Lorraine Hanlon

Personal information
- Full name: Lorraine Hanlon
- Born: 1946 (age 79–80)

Figure skating career
- Country: United States
- Coach: Cecilia Colledge Karl Schäfer
- Skating club: SC of Boston
- Retired: 1964

= Lorraine Hanlon =

American figure skater

Lorraine Hanlon Comanor (born 1946) is an American retired figure skater who competed in ladies singles. She is the 1963 U.S. national champion. After retiring from ice skating, Hanlon went on to attend medical school and practiced as an anesthesiologist for 20 years before going into pharmaceutical medicine. She is board certified in anesthesia.

==Early life==
Hanlon was born in 1946 in Boston, Massachusetts to stockbroker Gordon B. Hanlon and artist and Harvard art historian Marguerite Pote Hanlon. As a child, she suffered from severe asthma and began skating after her mother took her to an ice rink to get away from pollen.

==Career==
She won the junior title at the 1961 United States Figure Skating Championships. She was invited to participate in an exhibition following that year's World Figure Skating Championships but declined because her school would not allow her to go. That decision proved fateful, as the flight she would have been on (Sabena Flight 548) crashed near Brussels, Belgium, killing all on board.

Hanlon won the silver medal at the 1962 U.S. Championships and the gold at the 1963 U.S. Championships. However, she retired prior to the 1964 Winter Olympics.

Hanlon was a graduate of the Winsor School in Boston, and was attending the Swiss Alpine College in Switzerland the same year she won her U.S. title. She had previously spent summers training in Europe and spoke fluent French and German. She retired after the 1963 World Championship, but was later persuaded to return to skating while attending Jackson College of Tufts University, but finished 4th at the U.S. Championships and therefore failed to qualify for the 1964 Winter Olympics. She then transferred to Harvard University, graduating in 1968, having already started medical school.

==Results==

| Event | 1960 | 1961 | 1962 | 1963 | 1964 |
|---|---|---|---|---|---|
| World Championships |  |  | 10th | 10th |  |
| U.S. Championships | 4th J. | 1st J. | 2nd | 1st | 4th |

- J = Junior level

==Career in medicine==
Hanlon attended Winsor School in Boston before attending Harvard University in Cambridge, Massachusetts. She graduated from Harvard in 1968 and continued on to the Stanford University School of Medicine in California. She was one of six women in her class of 60 at the Stanford University School of Medicine.

She completed an internship in pediatrics at San Francisco Children's Hospital and her residency at Stanford University Hospital and the Peter Bent Brigham Hospital, Harvard University in anesthesia. She then spent a year traveling before settling down in the San Francisco Bay area in 1974, where she practiced anesthesia for 20 years.
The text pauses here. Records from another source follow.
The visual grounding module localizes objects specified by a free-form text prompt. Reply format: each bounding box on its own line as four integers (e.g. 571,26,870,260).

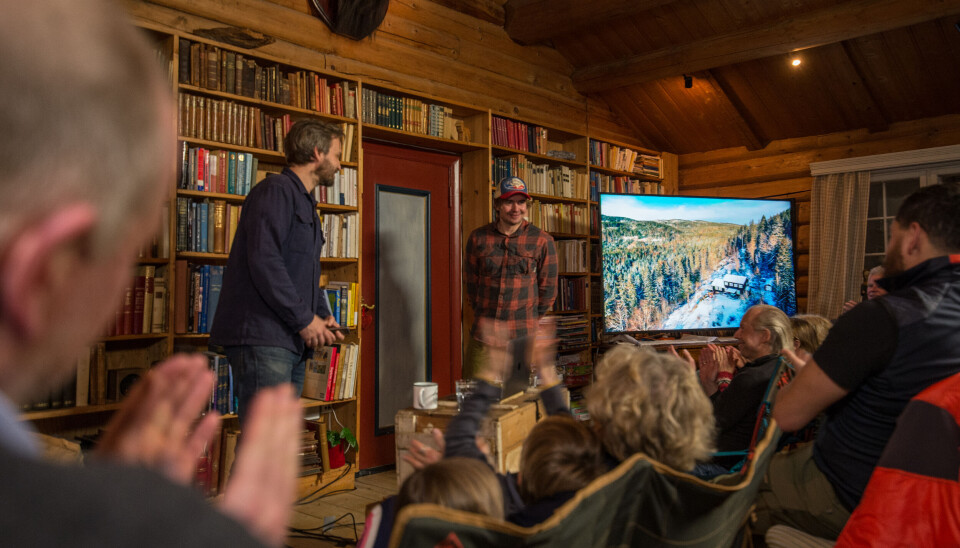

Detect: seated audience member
759,183,960,540
395,457,505,520
0,2,302,546
842,265,887,313
675,305,791,470
785,314,832,369
587,345,715,471
444,319,605,525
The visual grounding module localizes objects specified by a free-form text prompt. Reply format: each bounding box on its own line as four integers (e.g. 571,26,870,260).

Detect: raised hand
532,317,559,386
402,428,444,469
96,354,222,486
698,345,720,396
474,317,510,383
666,345,696,371
220,384,301,547
781,347,811,371
842,300,858,314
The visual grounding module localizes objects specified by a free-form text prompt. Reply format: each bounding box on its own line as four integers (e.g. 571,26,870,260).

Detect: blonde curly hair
586,345,715,470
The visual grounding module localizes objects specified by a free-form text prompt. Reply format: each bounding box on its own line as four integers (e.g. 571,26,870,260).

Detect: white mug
413,381,438,410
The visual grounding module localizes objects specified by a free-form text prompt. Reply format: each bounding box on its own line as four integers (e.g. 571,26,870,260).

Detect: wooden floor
287,468,399,547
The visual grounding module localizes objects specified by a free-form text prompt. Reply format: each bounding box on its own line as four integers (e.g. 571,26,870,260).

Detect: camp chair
388,419,781,548
713,356,794,474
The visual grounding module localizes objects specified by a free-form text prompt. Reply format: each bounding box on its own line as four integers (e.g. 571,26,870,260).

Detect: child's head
586,345,716,470
396,457,504,519
519,415,605,503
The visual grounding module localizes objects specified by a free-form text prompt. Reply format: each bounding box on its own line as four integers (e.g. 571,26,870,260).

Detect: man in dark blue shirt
210,119,345,424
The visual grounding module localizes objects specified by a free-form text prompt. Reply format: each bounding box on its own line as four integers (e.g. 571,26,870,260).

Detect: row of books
178,144,261,195
492,116,550,154
558,350,593,388
590,172,663,198
176,198,241,255
553,277,588,312
302,343,360,401
635,154,662,178
177,93,293,153
203,352,235,416
178,39,357,119
319,213,359,259
21,343,106,411
493,155,590,200
556,239,588,273
109,265,169,337
361,88,463,139
528,200,590,235
588,140,662,178
311,166,359,207
174,262,223,334
568,388,590,421
556,316,590,349
325,281,360,329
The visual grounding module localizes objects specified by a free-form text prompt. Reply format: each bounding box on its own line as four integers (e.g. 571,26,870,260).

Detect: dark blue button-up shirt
210,168,332,355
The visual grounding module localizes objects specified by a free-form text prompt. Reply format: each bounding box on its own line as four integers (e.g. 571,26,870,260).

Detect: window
864,162,960,270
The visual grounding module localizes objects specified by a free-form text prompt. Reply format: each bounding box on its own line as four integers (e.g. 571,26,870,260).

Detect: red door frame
358,141,461,469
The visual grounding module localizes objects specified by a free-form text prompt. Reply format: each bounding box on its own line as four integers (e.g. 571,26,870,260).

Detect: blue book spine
200,265,210,333
227,152,236,194
244,153,254,195
199,202,209,253
206,265,223,333
190,201,199,252
227,363,235,414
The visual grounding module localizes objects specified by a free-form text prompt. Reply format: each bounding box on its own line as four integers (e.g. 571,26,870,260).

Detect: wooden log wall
126,0,639,141
677,113,960,312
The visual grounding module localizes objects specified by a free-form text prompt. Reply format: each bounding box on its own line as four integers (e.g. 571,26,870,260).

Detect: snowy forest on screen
602,205,796,332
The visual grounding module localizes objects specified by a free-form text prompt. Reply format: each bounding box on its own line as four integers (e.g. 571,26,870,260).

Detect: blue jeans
223,345,305,426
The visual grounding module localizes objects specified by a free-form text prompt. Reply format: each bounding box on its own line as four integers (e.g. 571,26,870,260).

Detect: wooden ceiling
434,0,960,155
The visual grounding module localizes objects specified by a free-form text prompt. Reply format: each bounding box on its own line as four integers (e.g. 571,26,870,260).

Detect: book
151,276,167,333
206,265,223,333
324,345,340,401
139,265,156,335
75,346,91,407
212,199,226,253
174,260,188,333
302,346,334,400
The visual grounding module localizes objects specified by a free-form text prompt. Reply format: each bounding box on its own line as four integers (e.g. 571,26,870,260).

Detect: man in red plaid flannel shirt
463,177,558,379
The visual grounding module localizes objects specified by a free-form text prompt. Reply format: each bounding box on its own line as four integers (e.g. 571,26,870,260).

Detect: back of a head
0,0,171,255
396,457,504,520
585,345,715,470
519,415,605,503
895,183,960,253
790,314,832,354
749,305,793,354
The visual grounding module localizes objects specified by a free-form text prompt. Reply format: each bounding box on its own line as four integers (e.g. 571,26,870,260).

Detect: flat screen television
599,193,797,333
She did an internship in pediatrics at San Francisco Children's Hospital and a residency in anesthesia at Stanford University Hospital. After a year in England and Japan, she moved to the San Francisco Bay area in 1974, and practiced anesthesia there for the next twenty years.
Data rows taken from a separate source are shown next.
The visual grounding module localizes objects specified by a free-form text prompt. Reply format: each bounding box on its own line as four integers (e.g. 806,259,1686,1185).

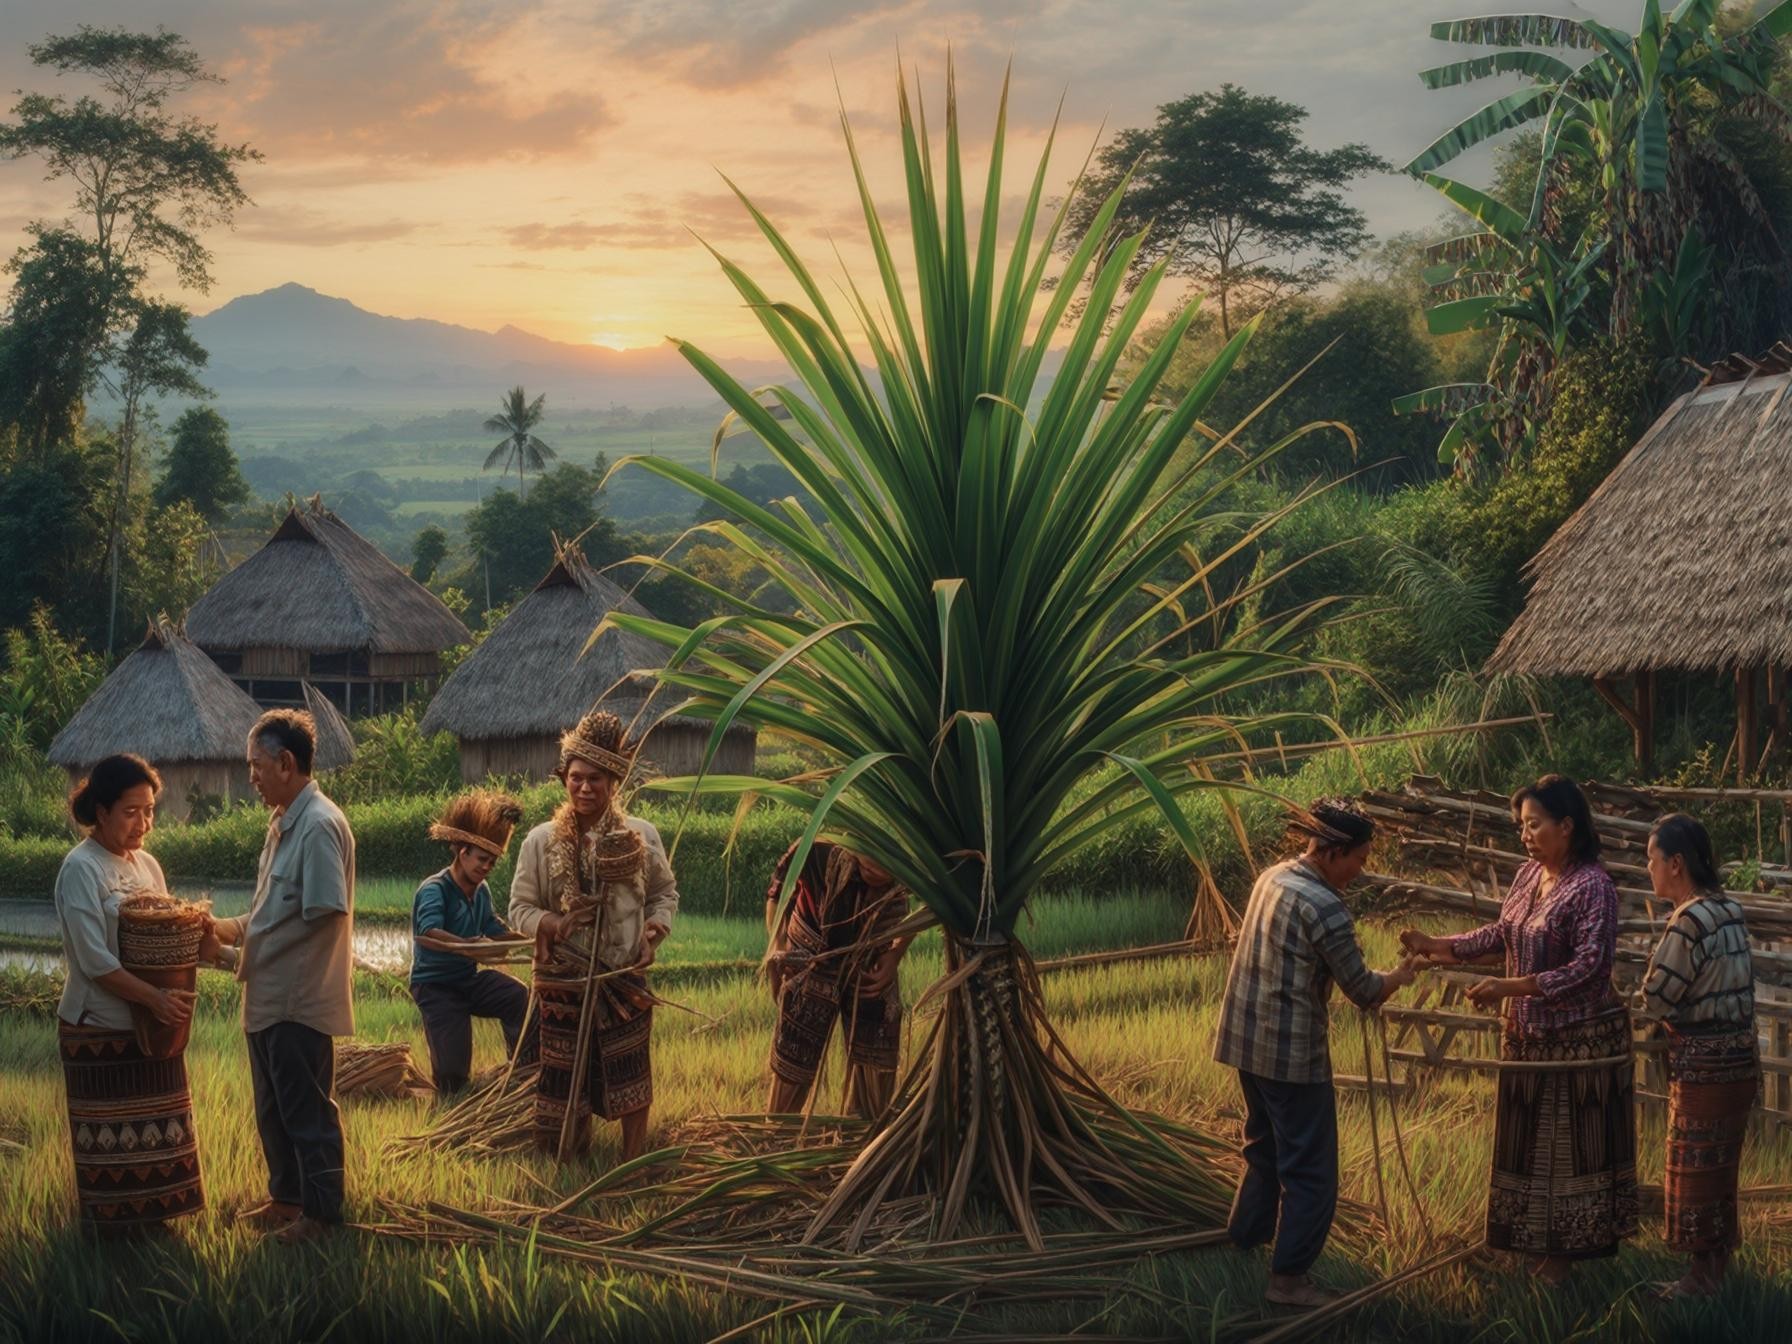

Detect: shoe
1264,1276,1341,1308
270,1215,338,1246
232,1200,301,1231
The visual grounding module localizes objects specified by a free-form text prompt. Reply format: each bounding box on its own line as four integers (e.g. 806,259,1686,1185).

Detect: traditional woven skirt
770,907,902,1090
1486,1009,1637,1258
1664,1024,1759,1254
59,1022,204,1228
534,971,653,1151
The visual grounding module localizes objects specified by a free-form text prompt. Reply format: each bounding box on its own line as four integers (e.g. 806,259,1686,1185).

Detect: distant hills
189,284,784,407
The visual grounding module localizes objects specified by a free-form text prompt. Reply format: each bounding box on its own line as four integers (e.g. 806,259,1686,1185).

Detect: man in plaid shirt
1213,800,1416,1308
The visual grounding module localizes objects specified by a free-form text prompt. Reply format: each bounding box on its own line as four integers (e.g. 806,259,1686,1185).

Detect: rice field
2,908,1789,1343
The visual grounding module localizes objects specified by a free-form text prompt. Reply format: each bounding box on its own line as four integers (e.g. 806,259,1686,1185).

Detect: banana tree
1408,1,1792,317
1393,175,1605,469
605,70,1347,1246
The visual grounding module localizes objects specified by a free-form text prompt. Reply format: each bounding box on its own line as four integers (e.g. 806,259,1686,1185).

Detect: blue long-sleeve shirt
410,869,508,987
In 1994, Hanlon switched from clinical practice to research and began to work in the pharmaceutical industry, first at Syntex, then Chiron, Bayer HealthCare, and Novartis in the department of scientific affairs for nucleic acid diagnostics. There, she helped coordinate and design Bayer's United States and Canadian hepatitis studies. She became a medical writer, writing up her own studies and those of others. In 2013, she received a MFA in writing and literature from the Bennington Writing Seminars.